To get a nice soft hit, take a short or very short backswing. One way to accomplish this is by moving your bridge hand to within just inches of the cue ball. Or you could have your normal length bridge but just do not pull your cue back all the way to your bridge hand (see middle photo on page 75).
Notice that when you are just trying to touch the cue ball and not really move it, you put your cue tip right next to the cue ball before striking it. How far you pull your backswing back for different soft speeds depends mainly on the feel you develop as you play more and more.
In order to develop your soft shot backswing distances and touch, here are a couple of useful drills. The first one I call “teeter-totter.” The idea is to hit the object ball so softly that it travels to the lip of the pocket and hesitates before dropping. You want to pocket the ball at the softest speed possible. Practice shots of all distances between both the object ball and the pocket, and the cue ball and object ball. Also set up shots of all different angles. If you are not familiar with this, I suspect you will be surprised at just how softly you can hit the ball and still make it.

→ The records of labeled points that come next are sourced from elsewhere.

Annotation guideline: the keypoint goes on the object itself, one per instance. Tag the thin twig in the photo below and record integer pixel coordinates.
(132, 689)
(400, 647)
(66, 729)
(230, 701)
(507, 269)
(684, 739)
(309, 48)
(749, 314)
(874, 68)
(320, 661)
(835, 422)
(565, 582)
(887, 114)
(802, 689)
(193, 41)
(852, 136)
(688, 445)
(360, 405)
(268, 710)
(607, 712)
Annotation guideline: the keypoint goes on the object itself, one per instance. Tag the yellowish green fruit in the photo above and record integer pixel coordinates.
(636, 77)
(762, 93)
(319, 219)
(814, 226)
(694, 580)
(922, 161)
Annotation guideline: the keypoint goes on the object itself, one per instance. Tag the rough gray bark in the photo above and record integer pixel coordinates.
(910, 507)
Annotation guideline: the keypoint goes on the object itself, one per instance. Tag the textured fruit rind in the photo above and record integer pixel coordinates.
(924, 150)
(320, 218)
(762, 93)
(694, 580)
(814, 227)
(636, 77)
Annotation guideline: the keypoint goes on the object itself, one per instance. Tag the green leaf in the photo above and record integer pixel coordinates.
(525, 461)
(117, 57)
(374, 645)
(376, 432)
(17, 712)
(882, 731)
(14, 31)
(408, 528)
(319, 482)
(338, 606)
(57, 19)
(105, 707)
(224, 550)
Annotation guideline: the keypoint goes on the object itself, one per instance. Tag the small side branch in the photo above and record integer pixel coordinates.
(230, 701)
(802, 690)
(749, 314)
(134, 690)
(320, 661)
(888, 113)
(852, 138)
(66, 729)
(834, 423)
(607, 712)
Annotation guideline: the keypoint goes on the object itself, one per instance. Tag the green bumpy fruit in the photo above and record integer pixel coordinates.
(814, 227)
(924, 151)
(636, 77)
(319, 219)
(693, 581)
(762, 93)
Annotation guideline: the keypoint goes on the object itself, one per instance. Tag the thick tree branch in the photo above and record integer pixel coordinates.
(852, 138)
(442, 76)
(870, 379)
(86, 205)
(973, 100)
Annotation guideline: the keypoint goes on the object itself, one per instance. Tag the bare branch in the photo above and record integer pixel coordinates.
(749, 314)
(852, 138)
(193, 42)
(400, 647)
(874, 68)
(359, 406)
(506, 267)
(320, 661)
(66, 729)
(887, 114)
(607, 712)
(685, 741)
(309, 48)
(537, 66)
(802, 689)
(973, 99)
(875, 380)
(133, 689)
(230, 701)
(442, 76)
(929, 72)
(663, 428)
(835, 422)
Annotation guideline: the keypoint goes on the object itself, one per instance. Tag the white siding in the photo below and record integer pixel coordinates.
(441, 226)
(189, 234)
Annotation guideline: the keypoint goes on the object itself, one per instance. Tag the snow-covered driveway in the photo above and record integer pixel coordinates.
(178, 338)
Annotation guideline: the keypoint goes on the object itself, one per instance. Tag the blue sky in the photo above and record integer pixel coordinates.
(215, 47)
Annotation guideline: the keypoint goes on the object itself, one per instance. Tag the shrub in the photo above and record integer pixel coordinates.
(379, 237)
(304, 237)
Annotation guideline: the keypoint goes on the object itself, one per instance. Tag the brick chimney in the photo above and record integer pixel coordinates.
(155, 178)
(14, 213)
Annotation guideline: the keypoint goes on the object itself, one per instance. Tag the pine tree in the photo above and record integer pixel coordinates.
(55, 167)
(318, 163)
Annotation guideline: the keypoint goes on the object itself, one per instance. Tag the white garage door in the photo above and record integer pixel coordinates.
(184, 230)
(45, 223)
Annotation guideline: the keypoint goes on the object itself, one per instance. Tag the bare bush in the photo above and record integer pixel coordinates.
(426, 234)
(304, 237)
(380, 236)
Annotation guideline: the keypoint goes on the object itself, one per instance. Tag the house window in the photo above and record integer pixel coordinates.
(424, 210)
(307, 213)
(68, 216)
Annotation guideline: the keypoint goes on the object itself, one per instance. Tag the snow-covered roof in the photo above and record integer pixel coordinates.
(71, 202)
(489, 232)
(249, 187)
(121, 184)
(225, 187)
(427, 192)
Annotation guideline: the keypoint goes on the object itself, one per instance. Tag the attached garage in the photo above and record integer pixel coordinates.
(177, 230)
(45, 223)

The other drill is to shoot towards random object balls with the goal of having the cue ball barely make it to that ball, touch it, and remain frozen to it or stay within four inches or less distance from it after contact. Practice this from all distances and even with kick shots of one or more rails (a kick is where the cue ball strikes a rail before hitting the object ball). These drills will certainly make you a better-rounded player.